Lil B: I’m Gay (I’m Happy) Review
90/100
What makes Lil B interesting? The bulk of the story so far hasn’t had much to do with his music, or at least not the quality of it. He’s a member of Berkeley crew The Pack who scored a hit with “Vans” in 2006. You can go back and listen to his verse on the track (he takes the first one), and you won’t hear anything that sounds like the beginnings of a strange figure in hip hop. But that was before days worth of freestyles that range from unique-and-brilliant to unique-and-awful, endless social media promotion, a great nickname (“Based God”), developing a flow on the mic that he could probably get a patent on, and announcing that his album would be titled “I’m Gay.” Now Lil B is something that hip hop really hasn’t seen before. A true eccentric who’s getting a massive amount of attention. If his output up to this point wasn’t so difficult to listen to and keep track of, he’d really be getting somewhere. And that’s what makes I’m Gay so intriguing. It’s everything he hasn’t been until now. It’s a short and to-the-point hip hop album that’s really quite accessible, with verses that sound like he had an idea of what he was going to say before opening his mouth. It’s almost shocking how normal it is. But it really, really works.

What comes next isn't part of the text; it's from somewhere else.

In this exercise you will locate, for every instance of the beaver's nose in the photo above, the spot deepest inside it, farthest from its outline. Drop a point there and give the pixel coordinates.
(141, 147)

I find it very easy to wonder where “Game” would rank on Supreme Clientele had Ghostface gotten ahold of the beat in 1999. Probably quite high. This is just not a thought anyone would have associated with the Lil B listening experience just a month ago. Actually there are several moments on I’m Gay that sound much more like late 90’s/ early 00’s East Coast rap than anything Bay Area related. Even some of the verses sound like G Unit’s Lloyd Banks could have ghostwritten them. “Unchain Me” sounds like the track Pusha-T needs to jumpstart his post-Clipse career. But what makes it so memorable is that it does so with a brilliant sample of Gerard McMann’s “Cry Little Sister,” the theme from 1987’s finest film, “The Lost Boys” (which was robbed of Best Picture by “Rain Man”). But that isn’t to say that Lil B’s flow leaves me wishing for some other rapper. He proves here that he’s completely capable of writing a verse that demands attention beyond just making his audience wonder what he’s doing. He’s a genuine rap talent, not just an internet gimmick. If you’ve ever heard Rain In England (my best effort at a description – “Rebecca Black as a rapping male reimagines Lou Reed’s Metal Machine Music as a new age hip hop album”), you might not have seen that coming. But instead of trying to capitalize on expectations that he’d do something far-out and peculiar on I’m Gay, he followed the blueprint of Illmatic. That’s something to thank Based God for.